Most of the political factions, including the Muslim Brotherhood, joined them
then in backing the candidate Kais Saied.
On the evening of July 25, President Said’s decisions to suspend the activities
of parliament, lift the constitutional immunity of all its members and dissolve
the government served to save the Brotherhood from popular wrath. Moreover, at
the same time it allowed him to launch the reforms that he felt were needed.
The Ennahda movement accused him of violating the constitution, including
Chapter 80.
However, the international community chose to monitor remotely without any
condemnation of the presidential moves. There was good reason for this, which
even sharply divided Brotherhood members. The reason was that Ennahda not only
failed to govern, but was accused of being a sponsor of corruption, causing harm
to the country and attempting to instil society with its ideology and promote
extremist thought.
But why did President Saied decide to take these measures? The hidden aspect of
the crisis is that Ennahda had already started preparing for the overthrow of
the president, relying on Article 88 of the constitution. Although the project
faced great difficulties due to the absence of the Constitutional Court, as well
as the inability to ensure a favourable two-thirds parliamentary majority, the
Brotherhood had already set out on the course of legal and constitutional
consultations. They were searching for a way to oust the president, based on
their argument that there was no longer any possibility of continuing to
coexisting with President Saied.
Attempts to disparage the presidency, downplay its role, assail the president’s
reputation and tamper with the symbolism of the position he holds had turned
into one of the parliament’s main goals. This was especially the case through
the violent arm of the Ennahda movement, the Dignity Coalition.

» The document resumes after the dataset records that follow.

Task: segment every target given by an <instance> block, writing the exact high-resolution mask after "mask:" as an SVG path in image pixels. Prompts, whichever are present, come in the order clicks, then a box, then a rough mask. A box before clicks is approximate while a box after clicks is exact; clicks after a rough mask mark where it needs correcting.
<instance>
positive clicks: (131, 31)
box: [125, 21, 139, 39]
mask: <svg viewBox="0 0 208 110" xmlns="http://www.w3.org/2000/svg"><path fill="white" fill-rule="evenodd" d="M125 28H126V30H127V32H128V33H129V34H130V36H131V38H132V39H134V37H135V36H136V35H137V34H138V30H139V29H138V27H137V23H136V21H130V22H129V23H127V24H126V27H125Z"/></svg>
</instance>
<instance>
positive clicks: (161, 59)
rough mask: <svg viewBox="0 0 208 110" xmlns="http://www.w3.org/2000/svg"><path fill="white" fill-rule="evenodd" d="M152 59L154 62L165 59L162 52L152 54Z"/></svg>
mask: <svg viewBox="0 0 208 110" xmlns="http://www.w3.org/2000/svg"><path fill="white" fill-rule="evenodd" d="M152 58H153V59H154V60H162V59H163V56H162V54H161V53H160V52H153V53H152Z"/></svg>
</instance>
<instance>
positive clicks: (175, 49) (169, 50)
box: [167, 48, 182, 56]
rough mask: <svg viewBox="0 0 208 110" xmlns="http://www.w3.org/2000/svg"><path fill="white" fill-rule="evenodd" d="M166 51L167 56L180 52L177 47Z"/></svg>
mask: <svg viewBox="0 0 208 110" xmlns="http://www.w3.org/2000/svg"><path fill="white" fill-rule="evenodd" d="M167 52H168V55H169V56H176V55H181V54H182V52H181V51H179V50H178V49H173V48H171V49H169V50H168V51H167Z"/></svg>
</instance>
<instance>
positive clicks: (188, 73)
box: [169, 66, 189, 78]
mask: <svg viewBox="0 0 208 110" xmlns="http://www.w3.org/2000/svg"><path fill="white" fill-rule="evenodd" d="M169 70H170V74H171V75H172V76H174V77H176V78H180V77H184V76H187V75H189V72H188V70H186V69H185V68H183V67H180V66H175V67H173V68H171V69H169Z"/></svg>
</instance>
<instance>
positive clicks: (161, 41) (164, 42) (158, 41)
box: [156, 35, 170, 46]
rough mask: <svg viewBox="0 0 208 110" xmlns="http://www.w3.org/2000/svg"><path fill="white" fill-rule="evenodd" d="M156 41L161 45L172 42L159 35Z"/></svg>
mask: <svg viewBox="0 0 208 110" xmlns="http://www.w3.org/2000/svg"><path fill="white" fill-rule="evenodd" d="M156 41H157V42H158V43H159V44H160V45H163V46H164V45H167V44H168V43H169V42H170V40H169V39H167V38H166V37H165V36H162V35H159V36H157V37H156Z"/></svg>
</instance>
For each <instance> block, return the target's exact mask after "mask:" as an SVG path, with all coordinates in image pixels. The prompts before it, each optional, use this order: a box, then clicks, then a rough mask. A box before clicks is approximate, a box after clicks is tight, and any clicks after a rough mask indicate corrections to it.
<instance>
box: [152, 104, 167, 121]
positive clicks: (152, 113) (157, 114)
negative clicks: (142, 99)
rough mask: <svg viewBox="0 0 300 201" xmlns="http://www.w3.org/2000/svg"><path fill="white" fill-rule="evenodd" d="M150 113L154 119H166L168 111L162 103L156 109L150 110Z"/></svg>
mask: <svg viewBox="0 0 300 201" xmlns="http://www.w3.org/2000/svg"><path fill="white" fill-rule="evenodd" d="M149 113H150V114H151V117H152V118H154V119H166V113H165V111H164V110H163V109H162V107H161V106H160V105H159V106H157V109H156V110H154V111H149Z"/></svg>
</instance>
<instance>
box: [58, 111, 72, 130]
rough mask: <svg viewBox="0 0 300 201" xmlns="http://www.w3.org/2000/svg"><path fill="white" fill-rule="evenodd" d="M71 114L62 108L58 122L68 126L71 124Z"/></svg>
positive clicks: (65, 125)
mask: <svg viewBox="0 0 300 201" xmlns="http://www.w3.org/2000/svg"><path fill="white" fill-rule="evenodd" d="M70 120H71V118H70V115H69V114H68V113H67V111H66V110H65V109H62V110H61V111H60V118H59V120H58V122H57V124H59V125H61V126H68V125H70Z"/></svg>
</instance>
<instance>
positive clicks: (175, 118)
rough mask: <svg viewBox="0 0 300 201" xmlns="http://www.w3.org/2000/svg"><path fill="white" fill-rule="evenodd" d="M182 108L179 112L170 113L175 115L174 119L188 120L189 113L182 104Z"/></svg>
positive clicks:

Attacks on the president extended from the social media to the press including
public media outlets, as the war on the president included harming Tunisia’s
foreign relations, including its relations with Arab and foreign countries that
the Brotherhood did not appreciate. The Tunisian parliament became a source of
strife, an incubator of violence, a sponsor of corruption and terrorism, and a
blow to Tunisia’s regional and international interests in the name of freedom
and democracy.
Therefore, when President Saied decided to change the reality and correct the
political course, he met with international understanding. Even if some
countries did not express overt support, their offered silent support. Silence
as the Arabic proverb says is a sign of acquiescence.